Question

39-42 Find \(y''\) by implicit differentiation/ Simplify where possible.

42. \({x^{\bf{3}}} - {y^{\bf{3}}} = {\bf{7}}\)

Short answer

The value of \(y''\) is \( - \frac{{14x}}{{{y^5}}}\).

Step-by-step solution

Differentiate the given equation with respect to x

Differentiate the equation \({x^3} - {y^3} = 7\) on both sides.

\(\begin{aligned}{x^3} - {y^3} &= 7\\3{x^2} - 3{y^2}\left( {\frac{{{\rm{d}}y}}{{{\rm{d}}x}}} \right) &= 0\\\frac{{{\rm{d}}y}}{{{\rm{d}}x}} &= \frac{{{x^2}}}{{{y^2}}}\end{aligned}\)

Find the value of \(y''\)

Find the value of \(y''\) or \(\frac{{{{\rm{d}}^2}y}}{{{\rm{d}}{x^2}}}\) by differentiating the equation \(\frac{{{\rm{d}}y}}{{{\rm{d}}x}} = \frac{{{x^2}}}{{{y^2}}}\).

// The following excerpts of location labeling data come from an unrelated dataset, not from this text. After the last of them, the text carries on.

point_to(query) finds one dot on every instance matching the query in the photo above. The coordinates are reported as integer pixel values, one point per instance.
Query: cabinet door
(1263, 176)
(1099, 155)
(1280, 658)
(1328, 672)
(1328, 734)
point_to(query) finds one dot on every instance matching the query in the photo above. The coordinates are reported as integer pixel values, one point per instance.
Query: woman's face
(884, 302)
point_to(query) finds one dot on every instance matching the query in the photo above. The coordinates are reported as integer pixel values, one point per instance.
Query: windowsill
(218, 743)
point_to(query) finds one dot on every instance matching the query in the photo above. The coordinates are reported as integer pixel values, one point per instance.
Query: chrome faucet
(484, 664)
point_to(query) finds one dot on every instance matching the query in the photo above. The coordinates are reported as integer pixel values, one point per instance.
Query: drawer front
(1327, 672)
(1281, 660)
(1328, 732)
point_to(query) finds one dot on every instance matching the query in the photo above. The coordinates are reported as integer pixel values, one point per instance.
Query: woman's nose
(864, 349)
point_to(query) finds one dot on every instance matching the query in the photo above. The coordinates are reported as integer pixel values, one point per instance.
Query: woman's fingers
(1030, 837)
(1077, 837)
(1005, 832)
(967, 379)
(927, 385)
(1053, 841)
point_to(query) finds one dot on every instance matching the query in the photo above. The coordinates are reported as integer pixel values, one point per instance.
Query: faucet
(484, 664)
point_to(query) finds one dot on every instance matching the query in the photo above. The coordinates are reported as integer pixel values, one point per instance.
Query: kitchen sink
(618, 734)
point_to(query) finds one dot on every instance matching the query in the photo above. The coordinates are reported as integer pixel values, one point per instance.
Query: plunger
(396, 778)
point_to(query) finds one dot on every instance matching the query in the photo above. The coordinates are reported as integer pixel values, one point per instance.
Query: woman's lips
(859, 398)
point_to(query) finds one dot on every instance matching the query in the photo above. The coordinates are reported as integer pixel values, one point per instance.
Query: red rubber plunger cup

\(\begin{aligned}\frac{{{{\rm{d}}^2}y}}{{{\rm{d}}{x^2}}} &= \frac{{\rm{d}}}{{{\rm{d}}x}}\left( {\frac{{{x^2}}}{{{y^2}}}} \right)\\ &= \frac{{{y^2}\frac{{\rm{d}}}{{{\rm{d}}x}}\left( {{x^2}} \right) - {x^2}\frac{{\rm{d}}}{{{\rm{d}}x}}\left( {{y^2}} \right)}}{{{y^4}}}\\ &= \frac{{{y^2}\left( {2x} \right) - {x^2}\left( {2y} \right)\frac{{{\rm{d}}y}}{{{\rm{d}}x}}}}{{{y^4}}}\end{aligned}\)

Solve further,

\(\begin{aligned}\frac{{{{\rm{d}}^2}y}}{{{\rm{d}}{x^2}}} &= \frac{{2x{y^2} - {x^2}\left( {2y} \right)\left( {\frac{{{x^2}}}{{{y^2}}}} \right)}}{{{y^3}}}\\ &= \frac{{2x\left( {{y^3} - {x^3}} \right)}}{{{y^5}}}\\ &= \frac{{2x\left( { - 7} \right)}}{{{y^5}}}\\ &= - \frac{{14x}}{{{y^5}}}\end{aligned}\)

So, the value of \(y''\) is \( - \frac{{14x}}{{{y^5}}}\).